Both parents did not have any clinical features like those of their children, as examined by the primary treating team. Based on the siblings’ clinical presentations, diagnoses of CP type II were made in all three siblings which were complicated by high hypermetropia and accommodative esotropia in the elder two. The patients’ parents were counseled regarding the benign nature of the disease, its congenital etiopathology, and regarding future pregnancies. Maximum refractive corrections were prescribed to the patients and a yearly follow-up was recommended to look for any complications of CP. Genetic testing for the disease could not carried out due to the family’s limited financial resources and a lack of accessibility to genetic studies in Pakistan.
Discussion
To our knowledge, this is the first case of CP reported in Pakistan. The underlying feature of CP is flattening of the cornea due to loss of its curvature leading to a shallow anterior chamber.[3] Conventionally, in autosomal dominant CP, the visual acuity is mildly affected and may even be normal and presents with an abnormally broad corneal limbus but with clear corneal parenchyma.[3] However, in autosomal recessive CP, the presentation is more severe. The features include centrally thick and hazy microcorneas, poorly demarcated limbus (with visible scleral encroachment), and marked hyperopia.[2,3] This can also be shown in Figure 4. Comparing the two, the corneal refractive power reduces from the normal 43D to a range of 33–40D in CP type I, but in type II, it is markedly reduced to 25–35D.[3]
Figure 4.
Clinical features in autosomal recessive CP. CP: Cornea plana
In addition, in CP type II, arcus lipoides, malformations of the iris (iris hypoplasia, anterior/posterior iris synechiae, etc.), slit-like displaced pupils, deep central corneal opacities, congenital ptosis, and a secondary convergent squint may be seen.[2,3] Furthermore, corneal ectasia, corneal hydrops, and idiopathic corneal decompensation are very rare findings that may also be present.[2] Further still, the condition may be complicated by ametropic amblyopia, restricted peripheral vision, posterior amorphous corneal dysgenesis, closed-angle glaucoma, varying cataracts, and/or deep horizontal band keratopathy.[2,3]

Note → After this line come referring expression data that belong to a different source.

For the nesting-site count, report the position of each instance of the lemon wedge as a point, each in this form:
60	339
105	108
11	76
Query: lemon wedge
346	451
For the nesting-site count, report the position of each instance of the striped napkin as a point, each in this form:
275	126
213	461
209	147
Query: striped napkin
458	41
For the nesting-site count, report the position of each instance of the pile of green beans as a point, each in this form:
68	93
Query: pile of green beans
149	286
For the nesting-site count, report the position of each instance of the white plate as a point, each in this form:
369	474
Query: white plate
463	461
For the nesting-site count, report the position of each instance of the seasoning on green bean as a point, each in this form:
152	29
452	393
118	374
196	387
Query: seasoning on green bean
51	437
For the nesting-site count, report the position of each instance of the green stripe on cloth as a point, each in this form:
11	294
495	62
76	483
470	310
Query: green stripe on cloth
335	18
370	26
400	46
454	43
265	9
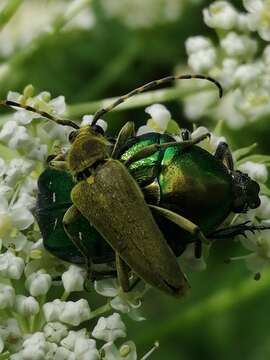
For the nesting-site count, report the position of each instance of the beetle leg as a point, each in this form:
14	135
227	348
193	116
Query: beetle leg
127	131
234	230
222	153
122	273
58	164
151	149
182	222
72	214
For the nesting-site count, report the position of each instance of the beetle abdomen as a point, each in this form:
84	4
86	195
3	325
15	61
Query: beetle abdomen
53	200
112	202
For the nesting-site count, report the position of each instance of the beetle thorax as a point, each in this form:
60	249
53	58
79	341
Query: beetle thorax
245	191
87	150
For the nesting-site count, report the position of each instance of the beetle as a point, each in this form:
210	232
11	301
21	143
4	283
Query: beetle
111	200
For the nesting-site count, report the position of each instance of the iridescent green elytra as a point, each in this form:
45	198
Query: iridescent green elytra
109	198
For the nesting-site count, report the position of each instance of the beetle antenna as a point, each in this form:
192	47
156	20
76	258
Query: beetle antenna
152	85
10	104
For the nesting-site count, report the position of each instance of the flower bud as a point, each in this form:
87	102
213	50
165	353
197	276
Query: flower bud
75	313
11	266
73	279
38	283
220	15
55	331
7	296
110	328
26	306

For CP type I, no underlying gene has been identified; however, for CP type II, mutations in the KERA gene that encodes for keratocan have been attributed to causing the condition.[1] The cornea constitutes the highest quantity of keratocan in the body (by dry weight) and most of it is distributed in the center, imparting strength, and structural stability.[2,4] The mutations causing the condition, maybe missense or nonsense but the loss of functional keratocan leads to the loss of the forward convex curvature of the cornea, prototypical for CP.[1] In our case, both parents were likely carriers of these mutations.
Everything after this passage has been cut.